According to Decker, Melanie had said they never entrusted spare keys to part-time babysitters, but according to Jess, Hope had been able to let herself into the house.

By the time the waiter brought their orders, Lindsay was telling Thompson about the secret Facebook group she had found of women who claimed to have been groomed and sexually assaulted by Richard Mullaney.

“I’ve never heard anything about any kind of group like that,” he said.

The group didn’t actually exist, so his response wasn’t surprising. “But what about the underlying allegations themselves?” she asked. “Nothing like that came up when you were investigating Mullaney’s murder?”

“Not once.” He sounded appropriately shocked.

“But what about since then? It’s been fifteen years. The Me Too movement. Women are coming forward in ways they never have before.”

“Well, if they have with respect to Richard Mullaney, I can’t speak to that.”

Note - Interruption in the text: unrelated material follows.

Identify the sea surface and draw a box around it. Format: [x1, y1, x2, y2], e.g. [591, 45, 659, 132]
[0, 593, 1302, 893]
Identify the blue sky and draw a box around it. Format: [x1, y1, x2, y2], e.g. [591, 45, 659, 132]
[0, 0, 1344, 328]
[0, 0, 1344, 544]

He was good. She had to give him that.

Ellie interrupted to provide another nudge. “I have no idea if it was Mullaney or not, but when I was little, a girl was telling everyone after lunch at recess on the first day of school that her older sister got a, quote, ‘pervert’ vibe from a volunteer at the COP camp. I even told Dad about it, but I can’t remember exactly what summer that would have been.”

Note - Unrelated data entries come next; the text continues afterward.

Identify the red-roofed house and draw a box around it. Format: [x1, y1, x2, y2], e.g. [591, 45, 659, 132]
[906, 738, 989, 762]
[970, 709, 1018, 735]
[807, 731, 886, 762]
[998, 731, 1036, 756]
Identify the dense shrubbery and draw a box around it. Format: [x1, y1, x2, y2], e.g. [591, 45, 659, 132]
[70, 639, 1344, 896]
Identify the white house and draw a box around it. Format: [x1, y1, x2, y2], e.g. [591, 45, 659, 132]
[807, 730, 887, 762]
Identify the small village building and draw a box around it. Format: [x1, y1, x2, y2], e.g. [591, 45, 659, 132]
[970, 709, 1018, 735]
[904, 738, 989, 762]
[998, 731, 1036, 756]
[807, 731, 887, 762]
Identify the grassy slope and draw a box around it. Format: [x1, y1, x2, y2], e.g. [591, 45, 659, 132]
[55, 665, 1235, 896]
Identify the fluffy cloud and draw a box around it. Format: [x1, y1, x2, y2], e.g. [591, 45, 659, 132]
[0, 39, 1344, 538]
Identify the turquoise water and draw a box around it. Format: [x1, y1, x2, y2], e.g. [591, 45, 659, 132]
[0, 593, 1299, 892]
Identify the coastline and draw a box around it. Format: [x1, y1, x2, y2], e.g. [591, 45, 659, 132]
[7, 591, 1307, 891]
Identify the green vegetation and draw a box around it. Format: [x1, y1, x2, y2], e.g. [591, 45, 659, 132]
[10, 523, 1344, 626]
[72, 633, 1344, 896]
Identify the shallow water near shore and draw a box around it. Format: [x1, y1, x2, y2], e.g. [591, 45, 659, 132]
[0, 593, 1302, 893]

In fact, Ellie had told Lindsay she was certain she’d spoken to her father only a few weeks before he died. That’s why she was here.

He shook his head. “Sorry, he never mentioned it to me.”

As planned, Ellie was the one to shift the conversation to the phone call Alex Lopez had made to LockeHome in April.

“That Decker fella mentioned that to me, too,” Thompson said. “Unfortunately, we’ve got no way of knowing who in the building he might have been connected to.”